Disaster Recovery in a Truck Unveiled by IBM, Cisco
March 27, 2007 Alex Woodie
When a disaster like Katrina hits, large swaths of infrastructure, such as power grids and communication lines, are taken out, compounding the difficulties of recovery. To help companies, organizations, and first-responders cope during the first hours or days following a disaster, IBM and Cisco Systems yesterday unveiled a new service that bundles electrical generators, phones, satellite and wireless connections, Windows servers, and software into portable units that can be transported by foot or truck into a disaster area. IBM’s Business Continuity and Resiliency Services (BCRS) is no stranger to disasters. The IBM division, like its primary competitor Sungard, maintains scores of data centers across the continent running thousands of servers that can be used to recover clients’ operations and keep it going for a while if their primary IT resources go down.

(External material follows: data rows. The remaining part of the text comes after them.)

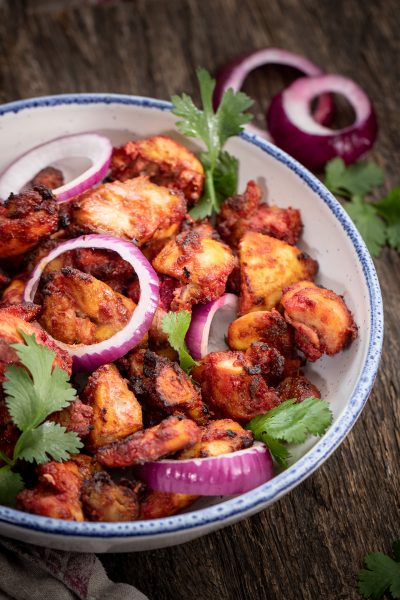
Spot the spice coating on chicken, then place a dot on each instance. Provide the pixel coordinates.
(105, 501)
(26, 219)
(219, 436)
(164, 161)
(79, 309)
(323, 323)
(246, 212)
(57, 494)
(169, 436)
(14, 292)
(298, 387)
(267, 266)
(201, 265)
(116, 412)
(162, 383)
(268, 327)
(233, 387)
(135, 210)
(76, 417)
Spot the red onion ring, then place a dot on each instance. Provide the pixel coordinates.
(89, 357)
(223, 475)
(294, 129)
(203, 337)
(233, 74)
(95, 147)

More recently, BCRS has move away from the permanent hot site model in favor of more mobile disaster recovery solutions. This week at the Federal Office Systems Exposition (FOSE) conference in Washington D.C., IBM’s BCRS division and Cisco teamed up to deliver “IBM Management Services for Crisis Response,” a collection of offerings designed to put mobility front and center in the first-responder’s playbook. The Crisis Response offerings are pre-bundled packages that are designed to provide a one-stop emergency response communications network. Instead of forcing companies, governmental organizations, and first-responder groups to work with different vendors to assemble the equipment and communication services they’ll need to establish a presence at the site of a disaster, the Crisis Reponses offering puts it all together for them. IBM and Cisco unveiled four Crisis Response offerings yesterday at FOSE. They include the tactical communications kit (TCK), a suitcase-size kit that includes a BGAN satellite antenna that provides up to 300 kbps of voice or data bandwidth that can be shared among wired and wireless phones and computers. It ships with two wired phones and four wireless handsets that nestle in the lid, but it can support up to 16 phones, although only eight can be used at any given moment. The offerings also include a “fog cutter” (FC) device, which is a server-rack-size module that provides voice, data, and video capabilities as a mobile or fixed asset. Moving up in size, we have the network emergency response vehicle (NERV I), a sport utility vehicle (SUV) providing a medium-scale network, communications and information-based services. At the top of the Crisis Response food chain is the command network emergency response vehicle (NERV III), a heavy-duty, six-wheeled truck that delivers a large-scale network, communications, and information-based services.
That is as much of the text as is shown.